Mindset

Documentation - The 2 AM Test Every Developer Fails

Mohssine kissane
Documentation - The 2 AM Test Every Developer Fails

Mohssine kissane

Software engineer

Your code works perfectly today. Will you understand it at 2 AM in six months when production is down?

You won't.

The Brutal Truth

Every developer thinks their code is self-explanatory. Every developer is wrong. That "obvious" logic you wrote? It'll look like ancient hieroglyphics when you revisit it under pressure.

When Documentation Actually Matters

Not this:

code
// This function gets user data
function getUserData() {}

But this:

code
/**
 * Fetches user data with 3-retry logic for flaky legacy API
 * Note: Returns null for deleted users (don't check status code)
 * TODO: Migrate to v2 API by Q2 (removes retry need)
 */

The Real Cost of "I'll Document It Later"
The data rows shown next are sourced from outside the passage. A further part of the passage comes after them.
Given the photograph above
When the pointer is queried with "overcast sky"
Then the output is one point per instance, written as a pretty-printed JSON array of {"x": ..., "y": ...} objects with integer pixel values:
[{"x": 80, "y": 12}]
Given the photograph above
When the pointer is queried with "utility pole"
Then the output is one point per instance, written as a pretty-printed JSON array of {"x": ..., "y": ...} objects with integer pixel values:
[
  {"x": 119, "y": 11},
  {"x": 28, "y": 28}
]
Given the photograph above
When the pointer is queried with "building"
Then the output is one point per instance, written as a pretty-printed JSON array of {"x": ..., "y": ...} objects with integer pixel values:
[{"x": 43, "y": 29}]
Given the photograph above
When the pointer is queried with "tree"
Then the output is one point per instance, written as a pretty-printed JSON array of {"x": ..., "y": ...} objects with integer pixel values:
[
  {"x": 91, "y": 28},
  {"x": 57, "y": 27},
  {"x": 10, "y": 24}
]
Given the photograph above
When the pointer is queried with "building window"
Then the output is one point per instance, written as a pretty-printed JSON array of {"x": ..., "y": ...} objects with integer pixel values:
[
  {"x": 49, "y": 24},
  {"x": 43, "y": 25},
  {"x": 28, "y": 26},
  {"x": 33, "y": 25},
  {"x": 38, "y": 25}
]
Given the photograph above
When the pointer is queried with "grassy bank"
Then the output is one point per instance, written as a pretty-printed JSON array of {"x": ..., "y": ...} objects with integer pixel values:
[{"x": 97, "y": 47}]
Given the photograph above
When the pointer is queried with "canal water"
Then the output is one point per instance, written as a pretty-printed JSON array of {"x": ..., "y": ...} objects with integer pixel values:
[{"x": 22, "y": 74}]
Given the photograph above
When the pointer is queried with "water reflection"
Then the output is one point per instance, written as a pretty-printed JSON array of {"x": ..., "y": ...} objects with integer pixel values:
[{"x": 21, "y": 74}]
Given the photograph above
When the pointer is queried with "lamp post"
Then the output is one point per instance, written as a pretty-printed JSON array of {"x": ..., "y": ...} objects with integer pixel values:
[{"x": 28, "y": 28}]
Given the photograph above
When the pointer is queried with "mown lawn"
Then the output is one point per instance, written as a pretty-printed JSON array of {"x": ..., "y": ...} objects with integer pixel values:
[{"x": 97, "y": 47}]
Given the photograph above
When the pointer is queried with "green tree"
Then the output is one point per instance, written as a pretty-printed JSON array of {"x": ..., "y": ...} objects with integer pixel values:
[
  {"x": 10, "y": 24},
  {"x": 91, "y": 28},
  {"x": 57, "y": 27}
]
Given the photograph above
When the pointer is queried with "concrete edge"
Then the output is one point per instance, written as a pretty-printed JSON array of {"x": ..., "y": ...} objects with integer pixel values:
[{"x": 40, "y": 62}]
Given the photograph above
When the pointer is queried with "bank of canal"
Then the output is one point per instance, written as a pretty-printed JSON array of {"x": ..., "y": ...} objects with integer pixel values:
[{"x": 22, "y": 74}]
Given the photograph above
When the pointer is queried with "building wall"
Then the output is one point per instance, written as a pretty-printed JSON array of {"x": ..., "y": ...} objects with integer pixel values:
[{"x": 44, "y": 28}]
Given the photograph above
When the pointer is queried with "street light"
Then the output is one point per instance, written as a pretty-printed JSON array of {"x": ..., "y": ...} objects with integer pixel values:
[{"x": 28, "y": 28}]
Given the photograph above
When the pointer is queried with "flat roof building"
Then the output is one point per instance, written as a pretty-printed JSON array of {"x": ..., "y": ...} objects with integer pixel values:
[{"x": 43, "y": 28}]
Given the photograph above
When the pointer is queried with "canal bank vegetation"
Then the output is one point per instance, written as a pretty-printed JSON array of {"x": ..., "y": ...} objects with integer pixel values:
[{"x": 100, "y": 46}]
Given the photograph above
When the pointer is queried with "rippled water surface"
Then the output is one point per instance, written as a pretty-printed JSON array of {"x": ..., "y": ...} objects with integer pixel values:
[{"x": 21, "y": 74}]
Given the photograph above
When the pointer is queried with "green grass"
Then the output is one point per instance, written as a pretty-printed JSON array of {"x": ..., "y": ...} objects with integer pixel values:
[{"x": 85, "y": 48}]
  • Week 1: You remember everything
  • Month 1: You remember most things
  • Month 6: New teammate asks basic questions for 3 hours
  • Month 12: You're that new teammate

What Actually Works

Document these, nothing else:

  1. Why decisions were made (not what the code does)
  2. Edge cases and gotchas that aren't obvious
  3. Setup instructions that took you hours to figure out
  4. Architecture decisions that seem weird

The 5-Minute Rule

If explaining something takes 5+ minutes verbally, write it down. You'll explain it again. And again. And again.

Bottom line: Documentation isn't about being thorough. It's about being kind to your future self and your team. Future you will either thank you or curse you. Choose wisely.